THE EFFECT OF WIND ON TREE STEM PARAMETER ESTIMATION USING TERRESTRIAL LASER SCANNING
- 1School of Engineering, Aalto University, Centre of Excellence in Laser Scanning Research (CoE-LaSR), Finland
- 2Finnish Geospatial Research Institute (FGI), Centre of Excellence in Laser Scanning Research (CoE-LaSR), Finland
- 3Built Environment Hubic, Helsinki Metropolia University of Applied Sciences, Finland
Keywords: Terrestrial Laser Scanning, Wind, Tree Reconstruction, Stem Diameter, Stem Location, Pine
Abstract. The 3D measurement technique of terrestrial laser scanning (TLS) in forest inventories has shown great potential for improving the accuracy and efficiency of both individual tree and plot level data collection. However, the effect of wind has been poorly estimated in the error analysis of TLS tree measurements although it causes varying deformations to the trees.

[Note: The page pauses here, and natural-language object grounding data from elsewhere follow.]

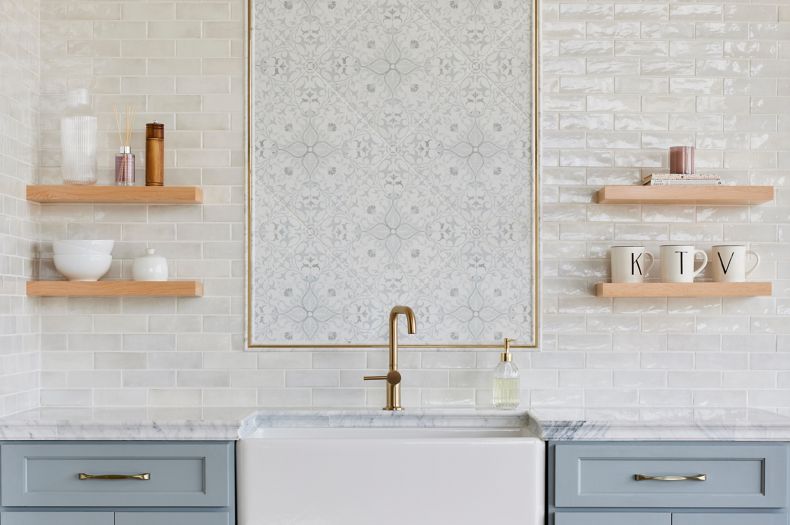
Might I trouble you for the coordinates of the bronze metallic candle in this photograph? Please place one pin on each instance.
(681, 159)
(154, 154)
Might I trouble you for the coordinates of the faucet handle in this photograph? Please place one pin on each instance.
(393, 377)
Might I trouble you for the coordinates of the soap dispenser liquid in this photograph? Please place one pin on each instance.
(507, 383)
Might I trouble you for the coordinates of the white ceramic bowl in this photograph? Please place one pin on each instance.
(75, 250)
(100, 246)
(77, 267)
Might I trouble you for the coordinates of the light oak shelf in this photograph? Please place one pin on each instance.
(115, 289)
(711, 195)
(65, 193)
(754, 289)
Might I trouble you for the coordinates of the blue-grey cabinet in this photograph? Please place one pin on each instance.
(667, 483)
(117, 483)
(718, 518)
(173, 518)
(56, 518)
(613, 518)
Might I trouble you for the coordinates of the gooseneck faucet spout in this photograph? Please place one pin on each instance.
(393, 377)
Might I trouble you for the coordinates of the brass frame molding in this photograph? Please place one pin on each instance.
(388, 162)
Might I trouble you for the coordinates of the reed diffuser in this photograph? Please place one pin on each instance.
(124, 160)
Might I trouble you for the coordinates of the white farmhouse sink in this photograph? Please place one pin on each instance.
(368, 468)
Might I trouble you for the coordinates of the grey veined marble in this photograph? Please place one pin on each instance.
(145, 424)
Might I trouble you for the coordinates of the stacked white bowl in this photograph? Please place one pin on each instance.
(83, 260)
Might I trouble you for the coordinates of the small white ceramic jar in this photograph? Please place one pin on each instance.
(150, 267)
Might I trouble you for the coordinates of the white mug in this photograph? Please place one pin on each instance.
(729, 263)
(630, 264)
(677, 263)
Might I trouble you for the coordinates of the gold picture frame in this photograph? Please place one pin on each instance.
(535, 212)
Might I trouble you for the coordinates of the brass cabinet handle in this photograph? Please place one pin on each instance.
(693, 477)
(145, 476)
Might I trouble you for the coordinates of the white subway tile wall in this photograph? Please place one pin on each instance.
(621, 83)
(19, 81)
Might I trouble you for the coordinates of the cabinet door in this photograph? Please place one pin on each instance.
(59, 518)
(712, 518)
(612, 518)
(171, 518)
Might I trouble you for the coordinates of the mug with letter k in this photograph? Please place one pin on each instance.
(630, 264)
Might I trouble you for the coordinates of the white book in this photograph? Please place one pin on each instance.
(699, 182)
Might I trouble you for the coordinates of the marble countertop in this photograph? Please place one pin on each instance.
(663, 425)
(117, 424)
(577, 425)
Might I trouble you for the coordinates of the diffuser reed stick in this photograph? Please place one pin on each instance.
(124, 160)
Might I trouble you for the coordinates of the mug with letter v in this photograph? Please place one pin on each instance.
(729, 263)
(630, 264)
(677, 263)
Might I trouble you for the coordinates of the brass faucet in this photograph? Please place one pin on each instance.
(393, 377)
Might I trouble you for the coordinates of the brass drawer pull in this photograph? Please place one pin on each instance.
(145, 476)
(693, 477)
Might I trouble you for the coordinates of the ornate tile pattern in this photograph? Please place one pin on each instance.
(391, 164)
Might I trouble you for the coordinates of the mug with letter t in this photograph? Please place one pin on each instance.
(677, 263)
(630, 264)
(729, 263)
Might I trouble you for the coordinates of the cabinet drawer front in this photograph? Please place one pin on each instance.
(172, 518)
(605, 475)
(612, 518)
(56, 518)
(752, 518)
(179, 474)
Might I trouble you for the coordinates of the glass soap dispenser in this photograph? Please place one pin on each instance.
(507, 383)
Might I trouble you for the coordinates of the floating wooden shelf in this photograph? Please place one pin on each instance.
(683, 289)
(64, 193)
(685, 194)
(115, 289)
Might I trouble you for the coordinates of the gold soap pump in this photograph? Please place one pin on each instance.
(507, 381)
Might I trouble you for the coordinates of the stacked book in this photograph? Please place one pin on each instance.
(679, 179)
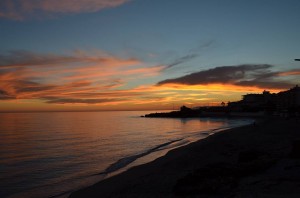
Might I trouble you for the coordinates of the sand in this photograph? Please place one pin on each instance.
(261, 160)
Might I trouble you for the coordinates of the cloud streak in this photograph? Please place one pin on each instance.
(21, 9)
(79, 78)
(24, 58)
(256, 75)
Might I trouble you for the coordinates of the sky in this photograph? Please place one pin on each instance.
(89, 55)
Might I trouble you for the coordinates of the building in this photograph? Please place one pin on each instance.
(289, 100)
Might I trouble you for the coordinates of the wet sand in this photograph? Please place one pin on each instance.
(261, 160)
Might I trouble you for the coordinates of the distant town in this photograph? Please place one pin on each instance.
(285, 103)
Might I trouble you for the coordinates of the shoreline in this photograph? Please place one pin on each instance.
(247, 153)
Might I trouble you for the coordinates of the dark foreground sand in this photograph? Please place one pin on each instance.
(261, 160)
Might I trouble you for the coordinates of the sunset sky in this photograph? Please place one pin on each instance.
(65, 55)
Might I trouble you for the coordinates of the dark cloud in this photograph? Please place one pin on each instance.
(244, 75)
(192, 54)
(181, 60)
(21, 9)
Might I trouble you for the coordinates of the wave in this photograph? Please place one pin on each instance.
(121, 163)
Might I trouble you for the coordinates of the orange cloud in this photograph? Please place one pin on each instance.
(20, 9)
(290, 73)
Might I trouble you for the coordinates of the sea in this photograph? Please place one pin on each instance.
(51, 154)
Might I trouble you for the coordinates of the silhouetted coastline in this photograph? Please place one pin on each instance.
(260, 160)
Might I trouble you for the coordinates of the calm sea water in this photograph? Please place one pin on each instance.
(53, 154)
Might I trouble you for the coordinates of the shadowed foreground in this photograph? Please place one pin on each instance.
(261, 160)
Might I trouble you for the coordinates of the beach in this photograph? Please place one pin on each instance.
(257, 160)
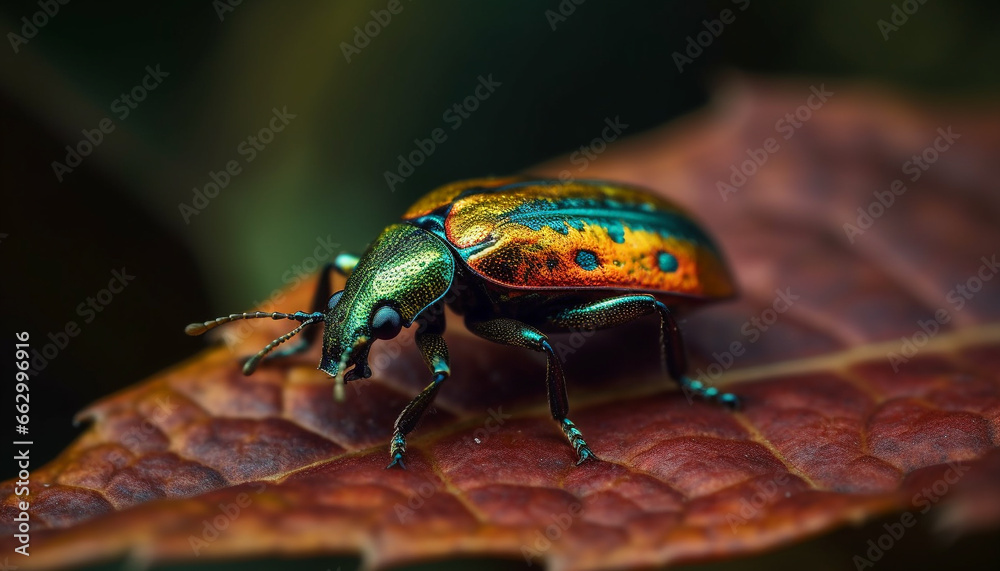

In this paper, we evaluated the effect of wind on tree stem parameter estimation at different heights using TLS. The data consists of one measured Scots pine captured from three different scanning directions with two different scanning resolutions, 6.3 mm and 3.1 mm at 10 m. The measurements were conducted under two different wind speeds, approximately 3 m/s and 9 m/s, as recorded by a nearby weather station of the Finnish Meteorological Institute. Our results show that the wind may cause both the underestimation and overestimation of tree diameter when using TLS. The duration of the scanning is found to have an impact for the measured shape of the tree stem under 9 m/s wind conditions. The results also indicate that a 9 m/s wind does not have a significant effect on the stem parameters of the lower part of a tree (<28% of the tree height). However, as the results imply, the wind conditions should be taken into account more comprehensively in analysis of TLS tree measurements, especially if multiple scans from different positions are registered together. In addition, TLS could potentially be applied to indirectly measure wind speed by observing the tree stem movement.